Se podía decir que acababa de cometer mi asesinato número treinta y tres. Y aunque hubiera pasado de ser profesional a ser un simple experto, también se podía decir que había regresado a las andadas. ¿Acaso era como uno de esos jubilados que ponen en práctica sus habilidades de manera altruista? Aquella noche no pude pegar ojo.

Al día siguiente no era tan temprano cuando me dirigí hacia la playa. Necesitaba ver gente y no pensar en nada tras el acontecimiento del día anterior y la mala noche que acababa de pasar.

El dueño del Cap’tain estaba fregando la terraza. Era una terraza protegida de los vientos gracias a una pared vidriada. Percibí enseguida que era simpático, así que le pregunté:

—¿Necesita que le eche una mano?

Un tío vestido de cuero y con piercings cuando la mayoría de su clientela lleva pantalones rosas y tangas… Una muestra de personalidad.

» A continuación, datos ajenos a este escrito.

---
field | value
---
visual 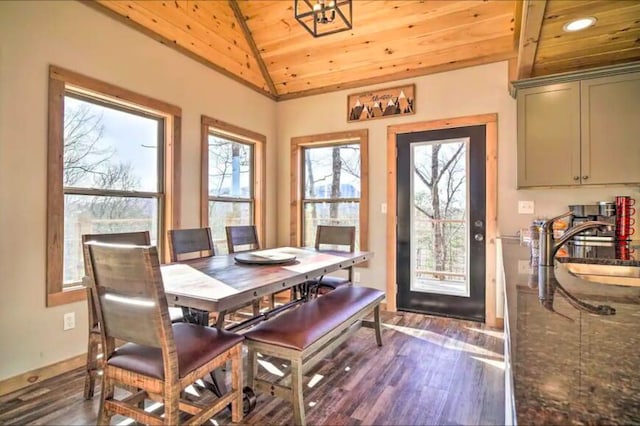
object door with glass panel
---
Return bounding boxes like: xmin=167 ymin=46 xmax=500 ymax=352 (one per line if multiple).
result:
xmin=208 ymin=131 xmax=255 ymax=254
xmin=396 ymin=126 xmax=486 ymax=321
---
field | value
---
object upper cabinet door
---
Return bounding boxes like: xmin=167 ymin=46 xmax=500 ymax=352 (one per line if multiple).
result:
xmin=581 ymin=74 xmax=640 ymax=184
xmin=518 ymin=81 xmax=584 ymax=187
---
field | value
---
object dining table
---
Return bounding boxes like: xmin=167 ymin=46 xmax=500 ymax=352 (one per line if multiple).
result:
xmin=160 ymin=247 xmax=373 ymax=406
xmin=160 ymin=247 xmax=373 ymax=324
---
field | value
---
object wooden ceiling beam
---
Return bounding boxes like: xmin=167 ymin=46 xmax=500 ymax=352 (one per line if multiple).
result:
xmin=267 ymin=16 xmax=513 ymax=82
xmin=517 ymin=0 xmax=547 ymax=80
xmin=229 ymin=0 xmax=278 ymax=96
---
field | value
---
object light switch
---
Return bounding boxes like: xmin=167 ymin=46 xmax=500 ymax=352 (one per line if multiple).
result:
xmin=518 ymin=201 xmax=533 ymax=214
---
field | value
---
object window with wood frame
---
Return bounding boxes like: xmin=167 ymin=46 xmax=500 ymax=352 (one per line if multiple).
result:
xmin=291 ymin=130 xmax=369 ymax=250
xmin=201 ymin=116 xmax=266 ymax=254
xmin=47 ymin=66 xmax=181 ymax=306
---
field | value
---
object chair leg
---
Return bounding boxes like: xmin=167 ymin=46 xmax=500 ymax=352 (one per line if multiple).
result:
xmin=84 ymin=332 xmax=100 ymax=399
xmin=231 ymin=344 xmax=243 ymax=423
xmin=97 ymin=374 xmax=115 ymax=425
xmin=373 ymin=305 xmax=382 ymax=346
xmin=291 ymin=359 xmax=307 ymax=426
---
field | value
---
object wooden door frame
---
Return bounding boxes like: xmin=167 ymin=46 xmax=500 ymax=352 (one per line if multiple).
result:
xmin=386 ymin=114 xmax=503 ymax=327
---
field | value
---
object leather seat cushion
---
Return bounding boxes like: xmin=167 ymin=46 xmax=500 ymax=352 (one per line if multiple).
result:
xmin=244 ymin=287 xmax=384 ymax=351
xmin=107 ymin=323 xmax=244 ymax=380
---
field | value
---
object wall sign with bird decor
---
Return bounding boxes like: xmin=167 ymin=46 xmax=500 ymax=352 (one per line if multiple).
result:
xmin=347 ymin=84 xmax=416 ymax=121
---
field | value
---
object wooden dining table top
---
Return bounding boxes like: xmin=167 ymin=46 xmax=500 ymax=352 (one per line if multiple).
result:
xmin=160 ymin=247 xmax=373 ymax=312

—La moda surfera no está hecha para mí.

La aclaración sobraba.

Hacia las diez y media estábamos listos para recibir a la ya mencionada clientela.

Me dijo:

—¿Le apetecerían unas ostras?

Me pareció un salario aceptable.

—A estas horas suelo zamparme una docenita —me dijo mientras se frotaba las manos.

No eran ostras corrientes. Eran de color verde esmeralda y tenían grandes pestañas negras. Recordaban a los ojos de las mujeres. Sabían a gloria.

—Ostras de Claire —dijo con orgullo.

Sirvió un pacharán.

—Perfecto —dije.

Tuve ganas de añadir: «Y vio que era bueno en gran manera», como se supone que había dicho Dios tras la creación del mundo. Y justo me sentía así, como el Dios del Antiguo Testamento: severo, justo y brutal.

Mi nuevo amigo se levantó para ir a poner música y enseguida distinguí los primeros acordes de «Don’t Look Back».

—No le molesta la música, ¿verdad?

—¡The Remains! ¿A quién podrían molestarle?

Por supuesto, no tuve en cuenta a las dos pijas que acababan de sentarse en la mesa de al lado; una de ellas era verdaderamente hermosa.

Ya empezaban a clamar al cielo.

—¿Señoras? —dijo el dueño girándose hacia ellas.

—¿Podría bajar la música? Hemos venido aquí a escuchar el mar, no hard rock.

¿Hard rock? ¡Joder!

—Bueno, el mar está un poco visto. Lautréamont lo comparó en una ocasión con un moratón: «¡Te saludo, viejo océano!… Te pareces proporcionalmente a esas marcas azuladas que se ven en las espaldas magulladas de los grumetes»… Los cantos de Maldoror.

Acababa de hacerme un amigo: Jean-Luc Taureau.